In a recent Business Week article, Virgin Mobile and ING Direct were singled out as companies that are winning by defying industry trends. In particular, these companies are designing services that honor their customers’ preferences and aversions. The article quoted Peter Lurie of Virgin Mobil on its policy of abandoning the much-loathed customer lock-in:
It’s not about inventing a new technology; it’s about providing better service in an industry where [service] is done poorly.
Similarly, ING Direct has responded to its customers’ hatred of legalese and small print by creating a two-page home loan agreement. It’s similar to Commerce Bank’s decision to reject “bankers’ hours” and serve its customers on nights and weekends, when they actually have time to go to the bank.
We celebrate these examples because they are the exceptions. The norm was also captured in the article, personified by Duncan MacDonald’s experience as a Citibank executive when he warned against “penalty pricing,” or the use of fees for almost every imaginable infraction as a way to boost profit. “I was asked to resign three days later,” Duncan recalled.
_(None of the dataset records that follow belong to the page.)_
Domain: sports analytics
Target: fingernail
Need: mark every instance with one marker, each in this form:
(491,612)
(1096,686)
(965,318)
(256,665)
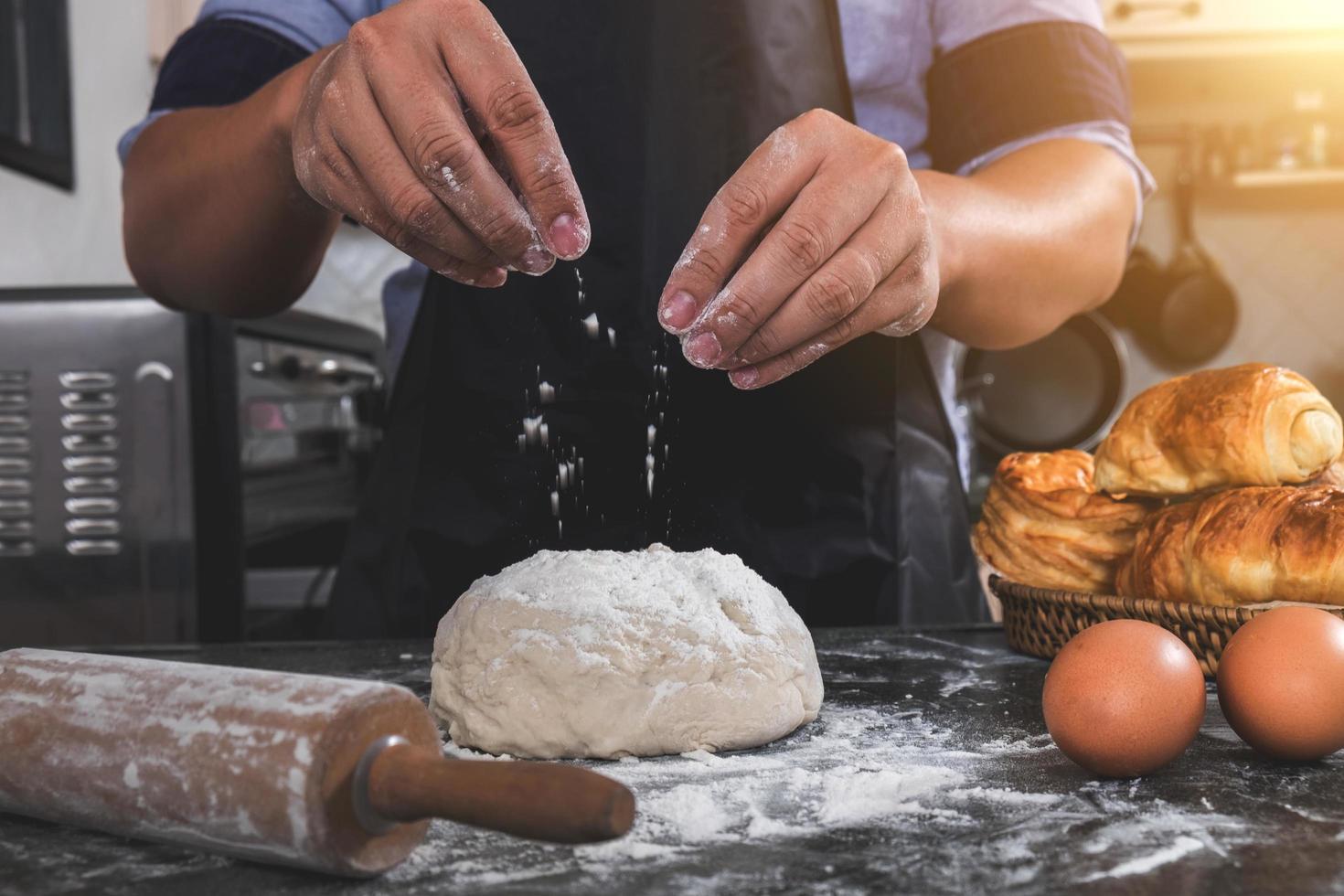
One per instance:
(745,377)
(538,261)
(569,237)
(703,351)
(677,311)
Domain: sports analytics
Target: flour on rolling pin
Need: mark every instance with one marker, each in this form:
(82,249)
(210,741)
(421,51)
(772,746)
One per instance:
(237,761)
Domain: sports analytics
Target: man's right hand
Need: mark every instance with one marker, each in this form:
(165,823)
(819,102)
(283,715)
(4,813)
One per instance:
(423,126)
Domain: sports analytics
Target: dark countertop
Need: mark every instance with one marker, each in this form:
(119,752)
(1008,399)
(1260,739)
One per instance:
(929,772)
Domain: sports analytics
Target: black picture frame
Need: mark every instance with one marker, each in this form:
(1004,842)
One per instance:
(37,132)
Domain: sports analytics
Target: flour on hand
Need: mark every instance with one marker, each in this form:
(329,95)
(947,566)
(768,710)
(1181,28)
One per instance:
(608,655)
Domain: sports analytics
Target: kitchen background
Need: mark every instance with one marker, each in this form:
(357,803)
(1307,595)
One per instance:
(1241,100)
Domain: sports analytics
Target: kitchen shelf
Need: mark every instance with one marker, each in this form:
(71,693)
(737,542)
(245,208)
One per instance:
(1140,50)
(1287,177)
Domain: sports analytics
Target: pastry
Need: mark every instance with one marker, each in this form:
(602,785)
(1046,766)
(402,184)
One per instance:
(1333,475)
(1247,425)
(1243,546)
(1044,524)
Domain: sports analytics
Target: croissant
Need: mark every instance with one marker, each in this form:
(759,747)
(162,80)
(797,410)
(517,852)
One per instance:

I am often asked where to begin the service innovation process. One place to start is the well-understood customer pain points in your industry, the cracks in the sidewalk that everyone’s walking around, resigned to their existence and convinced that they’re not fixable. A brief history of service competition should convince you that these cracks are opportunities. Virtually every service industry I know is inflicting pain on their customers, which makes these industries ripe for disruption by a service model that champions the customer. In my experience the customer gratitude you’ll generate can translate reliably into profits.